Retired Col. Jerry Driscoll, one of eight speakers at the symposium, discussed the infamous "Hanoi March," which took place two days after Independence Day in 1966. Dozens of American prisoners were herded through the streets of Hanoi, taunted, punched and kicked by an unruly mob incited by people yelling through megaphones.
"Ho Chi Minh (North Vietnam's leader) was calling us war criminals," he said. "He was going to put us on trial for war crimes."
Colonel Driscoll, who had been shot down just months earlier, said the event deteriorated so badly that the soldiers who were pointing guns at the prisoners as they marched through the streets had to turn their weapons toward the crowd to protect themselves.
Later, as the prisoners marched toward a soccer stadium, they found their only entrance blocked by people who were trying to harm them. Chaos ensued, and the people fell over each other in a pile four to five feet high. Colonel Driscoll said he managed to walk over the pile.
"That evening I felt like I was closer to dying than when I was shot down," he said.
The Hanoi March was a media event, planned to be a precursor to the war crimes trial, which never materialized.
"It turned out to be a media disaster," Colonel Driscoll said. "It got so much bad world press. We found out how much they valued world opinion."
Retired Col. Carlyle "Smitty" Harris, whose F-105 was shot down by antiaircraft fire in April 1965, exemplified the resourcefulness and camaraderie of the American POWs when he introduced the "tap code" to his comrades, a nonverbal form of communication developed in World War II and based on letters of the alphabet.
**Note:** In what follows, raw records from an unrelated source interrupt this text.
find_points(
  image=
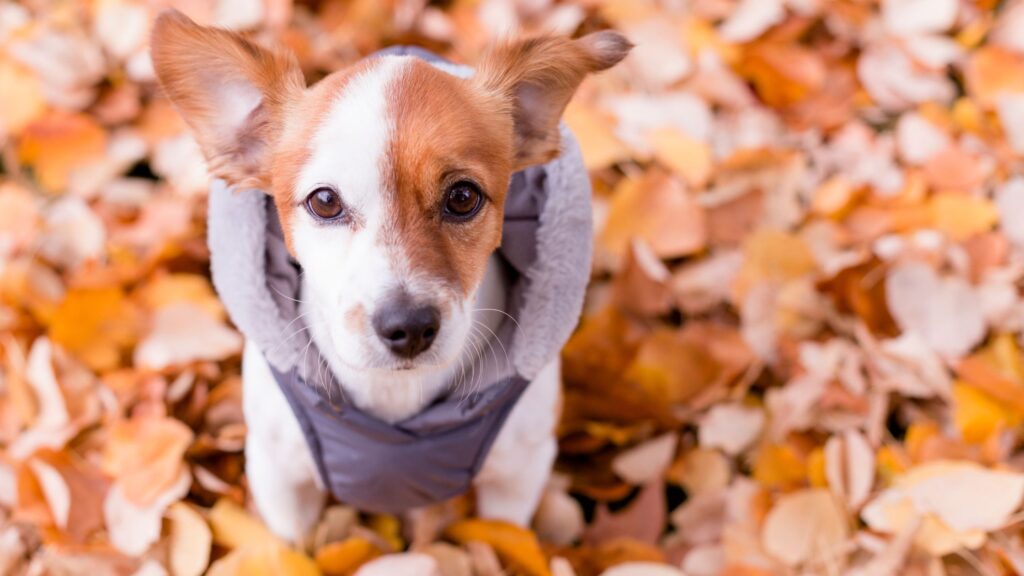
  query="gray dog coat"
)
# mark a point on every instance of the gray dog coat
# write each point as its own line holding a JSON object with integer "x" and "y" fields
{"x": 435, "y": 454}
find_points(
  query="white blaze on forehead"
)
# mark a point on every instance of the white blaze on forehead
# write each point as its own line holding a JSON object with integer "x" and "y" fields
{"x": 345, "y": 263}
{"x": 348, "y": 148}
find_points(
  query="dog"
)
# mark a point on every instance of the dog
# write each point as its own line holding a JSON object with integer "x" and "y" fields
{"x": 389, "y": 180}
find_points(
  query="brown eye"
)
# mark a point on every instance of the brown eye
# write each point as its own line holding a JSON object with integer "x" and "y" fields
{"x": 325, "y": 203}
{"x": 463, "y": 201}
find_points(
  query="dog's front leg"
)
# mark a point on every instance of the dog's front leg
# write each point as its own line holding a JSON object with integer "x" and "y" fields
{"x": 512, "y": 480}
{"x": 282, "y": 475}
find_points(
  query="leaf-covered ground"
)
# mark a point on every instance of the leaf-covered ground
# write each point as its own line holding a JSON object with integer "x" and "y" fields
{"x": 801, "y": 353}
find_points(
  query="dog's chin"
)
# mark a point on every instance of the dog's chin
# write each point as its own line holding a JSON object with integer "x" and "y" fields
{"x": 381, "y": 362}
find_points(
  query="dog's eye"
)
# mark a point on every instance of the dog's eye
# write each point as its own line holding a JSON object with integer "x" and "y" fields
{"x": 325, "y": 203}
{"x": 463, "y": 201}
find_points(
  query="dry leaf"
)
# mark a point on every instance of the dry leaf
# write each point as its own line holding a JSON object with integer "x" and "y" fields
{"x": 732, "y": 427}
{"x": 943, "y": 312}
{"x": 805, "y": 526}
{"x": 56, "y": 144}
{"x": 905, "y": 17}
{"x": 657, "y": 209}
{"x": 647, "y": 461}
{"x": 263, "y": 561}
{"x": 850, "y": 467}
{"x": 145, "y": 455}
{"x": 642, "y": 569}
{"x": 189, "y": 541}
{"x": 182, "y": 332}
{"x": 411, "y": 564}
{"x": 957, "y": 501}
{"x": 233, "y": 528}
{"x": 134, "y": 528}
{"x": 344, "y": 558}
{"x": 515, "y": 545}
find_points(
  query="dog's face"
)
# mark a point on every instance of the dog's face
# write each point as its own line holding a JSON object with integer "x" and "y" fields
{"x": 389, "y": 177}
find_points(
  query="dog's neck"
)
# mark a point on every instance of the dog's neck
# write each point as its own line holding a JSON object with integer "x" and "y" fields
{"x": 394, "y": 396}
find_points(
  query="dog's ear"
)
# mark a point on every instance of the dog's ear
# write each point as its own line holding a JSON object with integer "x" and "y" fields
{"x": 537, "y": 77}
{"x": 230, "y": 91}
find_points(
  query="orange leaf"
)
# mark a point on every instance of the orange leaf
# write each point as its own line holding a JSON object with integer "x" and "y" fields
{"x": 656, "y": 208}
{"x": 344, "y": 558}
{"x": 993, "y": 71}
{"x": 22, "y": 99}
{"x": 145, "y": 456}
{"x": 232, "y": 527}
{"x": 515, "y": 545}
{"x": 57, "y": 144}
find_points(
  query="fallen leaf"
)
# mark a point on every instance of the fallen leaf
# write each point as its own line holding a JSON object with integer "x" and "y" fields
{"x": 657, "y": 209}
{"x": 805, "y": 526}
{"x": 145, "y": 456}
{"x": 647, "y": 461}
{"x": 263, "y": 561}
{"x": 56, "y": 144}
{"x": 731, "y": 427}
{"x": 515, "y": 545}
{"x": 233, "y": 528}
{"x": 957, "y": 501}
{"x": 345, "y": 558}
{"x": 943, "y": 312}
{"x": 905, "y": 17}
{"x": 94, "y": 324}
{"x": 850, "y": 467}
{"x": 410, "y": 564}
{"x": 189, "y": 540}
{"x": 642, "y": 569}
{"x": 182, "y": 332}
{"x": 134, "y": 528}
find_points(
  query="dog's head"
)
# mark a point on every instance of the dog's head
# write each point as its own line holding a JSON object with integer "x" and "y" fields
{"x": 389, "y": 176}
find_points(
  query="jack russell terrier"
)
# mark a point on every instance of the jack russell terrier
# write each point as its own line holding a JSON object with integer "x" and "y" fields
{"x": 406, "y": 246}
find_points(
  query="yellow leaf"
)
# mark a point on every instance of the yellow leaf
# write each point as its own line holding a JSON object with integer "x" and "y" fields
{"x": 189, "y": 540}
{"x": 816, "y": 468}
{"x": 344, "y": 558}
{"x": 687, "y": 157}
{"x": 783, "y": 74}
{"x": 389, "y": 528}
{"x": 962, "y": 216}
{"x": 22, "y": 99}
{"x": 779, "y": 465}
{"x": 173, "y": 288}
{"x": 833, "y": 197}
{"x": 993, "y": 71}
{"x": 657, "y": 209}
{"x": 978, "y": 415}
{"x": 145, "y": 455}
{"x": 672, "y": 370}
{"x": 515, "y": 545}
{"x": 593, "y": 130}
{"x": 772, "y": 255}
{"x": 58, "y": 142}
{"x": 95, "y": 325}
{"x": 272, "y": 560}
{"x": 232, "y": 527}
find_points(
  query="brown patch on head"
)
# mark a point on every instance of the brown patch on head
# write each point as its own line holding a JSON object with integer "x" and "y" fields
{"x": 212, "y": 76}
{"x": 445, "y": 130}
{"x": 537, "y": 77}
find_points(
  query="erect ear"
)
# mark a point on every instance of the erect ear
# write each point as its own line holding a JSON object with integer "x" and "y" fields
{"x": 230, "y": 91}
{"x": 537, "y": 77}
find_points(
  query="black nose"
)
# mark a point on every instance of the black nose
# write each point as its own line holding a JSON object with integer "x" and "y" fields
{"x": 408, "y": 330}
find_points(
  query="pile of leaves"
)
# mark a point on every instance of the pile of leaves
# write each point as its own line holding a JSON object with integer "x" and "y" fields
{"x": 801, "y": 351}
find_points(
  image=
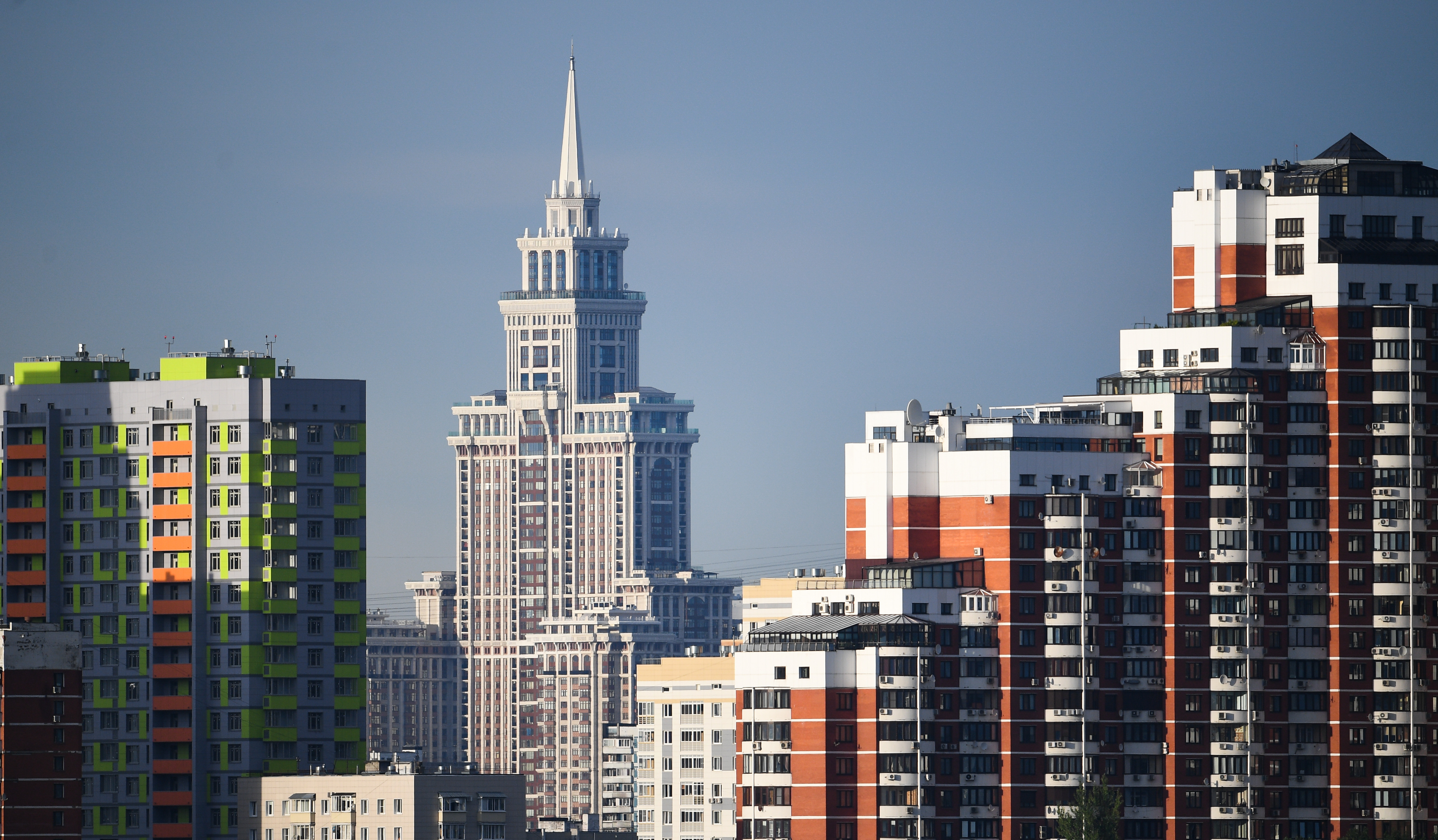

He said the Viet Cong "went to insane efforts to stop communication," but the Americans kept adapting, using a "mute code" and even talking through thick walls with the aid of tin cups.
"Every time they tried to shut down one form of communication, we came up with another that was more secure," Colonel Harris said. "The purpose of communication could not be overstated."
He said the Viet Cong's use of torture did not have its intended effect; it only strengthened the resolve of POWs.
"They absolutely failed," he said. "They got useless information and temporary satisfaction. It was a big mistake."
Colonel Harris said the Americans "had great pride in each other." Whenever one prisoner would become depressed, he "always had someone who would back him up and start the recovery process."
"We created an effective organization to thwart the enemy's efforts to extract information from us," he said. "That allowed us to come home with honor."
Another speaker, retired Lt. Col. Laurie Lengyel, who relayed the story of a failed escape attempt that brought "untold pain and suffering to hundreds of others," may have best summed up the POW experience.
"Until you've lost your freedom ... you don't know what freedom means," he said.